The Andeans’ Breathless Race Resistance

Peru and Colombia had 15 percent MSCI stock market advances through August while Chile was off 5 percent as other Andean area members Ecuador and Venezuela also grasped for investor inroads. Peru’s perennial GDP growth lead has faded with halving to 3-4 percent this year as the current account deficit nears 5 percent of GDP on worsening commodity trade terms and bank consumer loan retrenchment. Fishing and farming have also experienced bad weather ,and copper mine projects have been held  up on environment and corruption claims further eroding President Humala’s low approval ratings on suspicions he has groomed his spouse as successor. The government has cut interest rates and offered small-business stimulus but critics emphasize mining overreliance and the limits to monetary loosening with the financial system’s high dollarization and foreign investor local debt ownership. Finance Minister Castilla may be sacrificed after surviving earlier cabinet reshuffles as central bank head Velarde tried to instill confidence at the summer US conclave in Wyoming where Federal Reserve Chair Yellen reiterated the imminent end of quantitative easing.  Colombia will take the growth crown with a 5 percent pace spawning recent rate hikes in comparison, as Finance Minister Cardenas was immediately reappointed after President Santos’ second-round repeat victory. Moody’s boosted the investment-grade sovereign rating with a nod toward the public-private $25 billion medium-term infrastructure program which has drawn bond inflows along with GBI-EM index reweighting. Housing and construction were helped by mortgage subsidies, and oil and coal export prices have been solid. Under the new fiscal rule the deficit is under 1 percent of output, but the gap may increase should a peace deal be reached with the rebel FARC for demobilization and reintegration support. The business community is split on the concept of a guerilla accord potentially extended to the smaller ELN group, and is against re-imposition of a special wealth tax as applied at the height of fighting. Hundreds of kidnapping victims are still at large and paramilitary forces associated with conservative political parties insist instead on armed response. President Santos intends to put any pact to a national referendum as exporters hurting from the high peso have already turned against him despite expanded currency intervention under the standing regime.

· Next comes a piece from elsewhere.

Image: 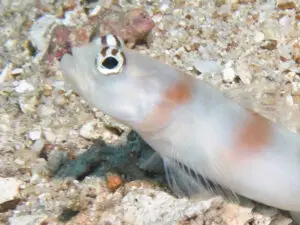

In Chile business relations are chilly with returning President Bachelet as growth dipped below 2 percent and the central bank softened rates as the currency continued to slide to 575/dollar. The sentiment reading at 40 is the lowest in five years and inflation exceeds the target range at 4.5 percent. Mining production was aided by renewed budget allocation for state-run Codelco as university education and corporate tax reforms were passed after opposition compromises. The steps aim to address income inequality with 80 percent of the population earning under USD 1000/month according to academic studies. Ecuador won ratings agency acclaim with an upgrade after successful bond market re-entry and decent fiscal and balance of payments showings, while oil-rich socialist cohort Venezuela was further mired in stagflation and leadership swings as President Maduro got a tepid reception at the party congress and officials following the ouster of hard-liner Giordani closed the Colombia border smuggling lane.